A l'opposé de cette forme d'intégration socio-économique, le don, sous la forme des biens offerts et en y incluant ses deux autres formes essentielles, l'hospitalité et les services rendus, est l'opérateur par quoi s'est toujours créent, depuis la nuit des temps, les liens amicaux aussi bien entre les sociétés qu'entre les individus. On pourra alors l'envisager, et c'est la thèse centrale de l'oeuvre de Mauss et de tout le courant de l'anthropologie qui en est issu, comme constituant le noyau invariant de toute morale, un universel au fondement de toute vie humaine civilisée. Et même, très au-delà de cela, on pourra aller jusqu'à soutenir la thèse voulant que le don, la capacité à savoir donner, dans la mesure où elle est ce qui crée du lien, est une forme élémentaire de l'intelligence de tout être vivant, au sens de l'inter-ligare, comme l'attestent les travaux dans le domaine de l'éthologie (étude du comportement animal) et de la biologie dont nous disposons enfin aujourd'hui: pour le premier domaine, voir, en particulier, ceux déjà anciens de Pierre Kropotkine; ou encore, actuellement, ceux de Frans de Waal dont j'ai déjà eu l'occasion de parler sur ce blog. Et, pour le second, on pourra se référer à un ouvrage de synthèse sur la question, paru en 2017, de Pablo Servigne et Gauthier Chapelle, L'entraide l'autre loi de la jungle. S'il a fallu attendre si longtemps pour que ces formes de liens coopératifs soient reconnues dans le domaine des sciences du vivant, c'est parce que là aussi le marteau de l'économie que les Occidentaux ont dans la tête a fait ses ravages et les a conduit à voir de la concurrence et de l'égoïsme partout dans la nature. Nécessairement, si l'on ne dispose que de ces a priori, et que les expériences ne sont conçues que pour les mettre en évidence, on finira par les voir partout dans la nature, même là où ils ne sont pas logés.
Cook n'a donc fait, lui aussi, que projeter sur les indigènes sa propre mentalité marchande, celle d'une société où le sens du don tend à se perdre, et où, dans cette mesure, le lien social et l'intelligence humaine qui le noue subissent une érosion considérable. C'est en ce sens le plus radical (radical = ce qui va à la racine des choses), du terme "intelligence", que les sociétés actuelles du capitalisme avancé tendent à devenir de plus en plus dramatiquement stupides.
Nous pouvons maintenant en revenir à ce qui était en jeu dans la théorie du troc. Il est absolument faux de prétendre que le capitalisme serait inscrit dans la nature humaine et qu'il constituerait donc notre horizon insurmontable, ce qui laisse, d'un point de vue pratique, la porte ouverte pour tous ceux qui oeuvrent aujourd'hui dans le monde pour son dépassement.
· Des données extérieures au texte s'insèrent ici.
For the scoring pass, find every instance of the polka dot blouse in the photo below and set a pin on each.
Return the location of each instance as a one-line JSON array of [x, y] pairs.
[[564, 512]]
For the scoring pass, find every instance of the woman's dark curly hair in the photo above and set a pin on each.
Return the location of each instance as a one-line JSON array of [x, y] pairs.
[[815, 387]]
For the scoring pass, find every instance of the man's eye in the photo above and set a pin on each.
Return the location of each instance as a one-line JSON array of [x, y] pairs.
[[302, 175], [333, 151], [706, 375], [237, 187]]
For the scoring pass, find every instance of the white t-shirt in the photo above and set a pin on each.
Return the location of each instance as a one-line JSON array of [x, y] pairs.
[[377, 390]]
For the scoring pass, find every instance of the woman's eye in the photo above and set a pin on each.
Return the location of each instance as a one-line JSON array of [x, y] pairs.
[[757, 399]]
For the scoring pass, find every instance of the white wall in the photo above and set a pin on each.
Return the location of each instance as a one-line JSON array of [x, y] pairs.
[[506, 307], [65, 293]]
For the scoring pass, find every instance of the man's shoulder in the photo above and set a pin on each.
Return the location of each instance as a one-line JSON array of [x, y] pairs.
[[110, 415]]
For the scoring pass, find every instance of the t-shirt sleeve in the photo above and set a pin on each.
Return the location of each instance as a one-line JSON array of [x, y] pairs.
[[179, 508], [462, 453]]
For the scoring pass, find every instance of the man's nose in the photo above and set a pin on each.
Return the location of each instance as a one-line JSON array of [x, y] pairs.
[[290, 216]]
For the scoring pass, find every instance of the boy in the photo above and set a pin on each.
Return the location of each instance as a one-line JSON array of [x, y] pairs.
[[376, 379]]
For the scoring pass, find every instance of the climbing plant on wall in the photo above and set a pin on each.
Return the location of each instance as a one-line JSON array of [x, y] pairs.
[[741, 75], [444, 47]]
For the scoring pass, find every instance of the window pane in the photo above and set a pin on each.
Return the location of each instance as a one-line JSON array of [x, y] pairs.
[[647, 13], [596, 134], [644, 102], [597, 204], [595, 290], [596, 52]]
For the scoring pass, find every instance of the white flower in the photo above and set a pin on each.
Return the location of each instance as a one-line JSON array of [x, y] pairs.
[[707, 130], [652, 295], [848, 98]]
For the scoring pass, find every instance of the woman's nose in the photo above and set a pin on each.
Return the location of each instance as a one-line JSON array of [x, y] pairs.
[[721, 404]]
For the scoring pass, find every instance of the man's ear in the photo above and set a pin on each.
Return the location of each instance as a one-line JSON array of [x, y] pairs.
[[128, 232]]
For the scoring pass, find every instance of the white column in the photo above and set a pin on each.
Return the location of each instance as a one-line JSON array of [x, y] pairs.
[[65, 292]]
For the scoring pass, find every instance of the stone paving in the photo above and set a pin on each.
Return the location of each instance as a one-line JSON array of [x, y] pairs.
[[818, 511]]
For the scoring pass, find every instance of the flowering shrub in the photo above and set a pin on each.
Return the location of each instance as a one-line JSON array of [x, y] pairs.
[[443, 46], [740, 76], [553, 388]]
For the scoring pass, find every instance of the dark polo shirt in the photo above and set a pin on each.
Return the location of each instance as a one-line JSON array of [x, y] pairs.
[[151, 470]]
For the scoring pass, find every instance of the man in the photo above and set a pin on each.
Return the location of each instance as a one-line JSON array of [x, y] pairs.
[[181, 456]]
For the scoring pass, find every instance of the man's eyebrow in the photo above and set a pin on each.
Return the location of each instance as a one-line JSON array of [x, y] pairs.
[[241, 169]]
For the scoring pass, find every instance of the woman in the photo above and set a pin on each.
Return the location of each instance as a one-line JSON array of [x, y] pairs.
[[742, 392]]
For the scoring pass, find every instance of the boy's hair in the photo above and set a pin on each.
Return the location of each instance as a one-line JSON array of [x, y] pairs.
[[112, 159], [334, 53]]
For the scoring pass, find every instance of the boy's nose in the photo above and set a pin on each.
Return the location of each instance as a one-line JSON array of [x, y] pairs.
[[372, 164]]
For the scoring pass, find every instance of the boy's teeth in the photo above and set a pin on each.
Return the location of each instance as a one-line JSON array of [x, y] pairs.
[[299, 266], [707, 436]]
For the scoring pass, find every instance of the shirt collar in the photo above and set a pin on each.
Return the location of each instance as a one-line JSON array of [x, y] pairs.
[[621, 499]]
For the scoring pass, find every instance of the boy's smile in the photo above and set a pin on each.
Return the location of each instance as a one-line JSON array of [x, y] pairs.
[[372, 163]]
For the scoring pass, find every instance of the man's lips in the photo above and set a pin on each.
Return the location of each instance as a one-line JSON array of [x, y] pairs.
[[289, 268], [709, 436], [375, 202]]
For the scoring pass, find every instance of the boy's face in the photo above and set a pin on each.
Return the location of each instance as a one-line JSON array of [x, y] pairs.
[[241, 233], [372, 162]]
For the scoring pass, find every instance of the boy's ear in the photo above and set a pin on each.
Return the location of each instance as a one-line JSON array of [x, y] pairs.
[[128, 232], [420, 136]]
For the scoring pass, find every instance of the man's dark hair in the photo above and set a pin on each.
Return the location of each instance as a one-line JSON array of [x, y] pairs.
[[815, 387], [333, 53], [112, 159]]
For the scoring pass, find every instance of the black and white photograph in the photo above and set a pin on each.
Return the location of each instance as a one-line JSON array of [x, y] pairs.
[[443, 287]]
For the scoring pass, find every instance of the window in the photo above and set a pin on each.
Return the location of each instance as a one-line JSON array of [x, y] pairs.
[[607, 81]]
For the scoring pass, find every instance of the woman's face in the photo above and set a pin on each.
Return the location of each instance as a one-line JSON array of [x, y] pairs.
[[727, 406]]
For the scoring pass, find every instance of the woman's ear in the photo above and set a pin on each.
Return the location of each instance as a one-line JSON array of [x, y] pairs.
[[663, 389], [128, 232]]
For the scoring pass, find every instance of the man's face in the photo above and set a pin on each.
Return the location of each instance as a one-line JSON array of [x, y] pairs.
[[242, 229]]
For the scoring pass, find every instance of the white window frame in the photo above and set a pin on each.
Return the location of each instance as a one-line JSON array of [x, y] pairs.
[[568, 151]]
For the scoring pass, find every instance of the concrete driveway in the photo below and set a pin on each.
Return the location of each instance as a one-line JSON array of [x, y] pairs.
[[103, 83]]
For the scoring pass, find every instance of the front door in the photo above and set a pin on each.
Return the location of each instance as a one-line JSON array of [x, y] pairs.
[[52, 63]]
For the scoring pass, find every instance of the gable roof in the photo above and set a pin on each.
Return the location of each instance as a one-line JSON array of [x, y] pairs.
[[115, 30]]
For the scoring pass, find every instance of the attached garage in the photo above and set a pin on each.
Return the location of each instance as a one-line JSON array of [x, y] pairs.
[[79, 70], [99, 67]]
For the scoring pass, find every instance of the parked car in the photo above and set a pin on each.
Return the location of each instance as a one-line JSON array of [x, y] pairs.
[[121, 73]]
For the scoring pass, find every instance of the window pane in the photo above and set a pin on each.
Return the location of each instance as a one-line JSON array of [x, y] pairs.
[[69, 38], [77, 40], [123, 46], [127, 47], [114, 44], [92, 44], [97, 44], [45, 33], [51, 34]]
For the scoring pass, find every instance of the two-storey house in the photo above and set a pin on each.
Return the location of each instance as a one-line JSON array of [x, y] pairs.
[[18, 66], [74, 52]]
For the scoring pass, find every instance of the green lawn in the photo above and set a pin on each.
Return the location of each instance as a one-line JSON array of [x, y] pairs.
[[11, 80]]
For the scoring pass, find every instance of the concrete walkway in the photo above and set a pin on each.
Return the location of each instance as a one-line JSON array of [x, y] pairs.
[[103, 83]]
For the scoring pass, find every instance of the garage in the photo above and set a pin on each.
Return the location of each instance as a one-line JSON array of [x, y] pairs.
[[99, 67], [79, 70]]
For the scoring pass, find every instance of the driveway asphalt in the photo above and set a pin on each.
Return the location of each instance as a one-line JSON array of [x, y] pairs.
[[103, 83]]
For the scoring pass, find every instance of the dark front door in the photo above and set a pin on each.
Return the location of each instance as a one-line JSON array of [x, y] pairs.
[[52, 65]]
De façon beaucoup plus générale, j'avais de toute façon déjà attiré l'attention, dans la partie 2 du chapitre consacré à la néoténie humaine, touchant sa quatrième implication anthropologique, que la notion de nature humaine est destinée à rester indéterminée.
Si donc, ce n'est absolument pas par le biais du troc que s'organise l'économie des sociétés primitives, sur quelle autre base cela se fait-il? On peut déjà s'en faire une petite idée maintenant que nous savons ce que ces Polynésiens qu'a rencontré Cook voulaient vraiment ...
(1) De fait, contrairement à la mythologie véhiculée dans les sociétés gagnées par l'imaginaire marchand, il faut complètement renverser la séquence des faits. Loin d'être une donnée initiale de l'histoire humaine, l'économie de troc constitue plutôt le terme ultime de la décomposition des sociétés du capitalisme avancé. Ainsi, par exemple, de la population argentine, qui, suite, au krach financier dont a été victime son pays en 2000, n'a plus trouvé d'autre moyen, pour assurer la couverture de ses besoins essentiels, que de recourir à des pratiques de troc. Mais, même dans un cas extrême comme celui-ci, une telle forme d'intégration ne peut que rester transitoire, étant parfaitement incapable d'assurer la reproduction de la société dans la durée.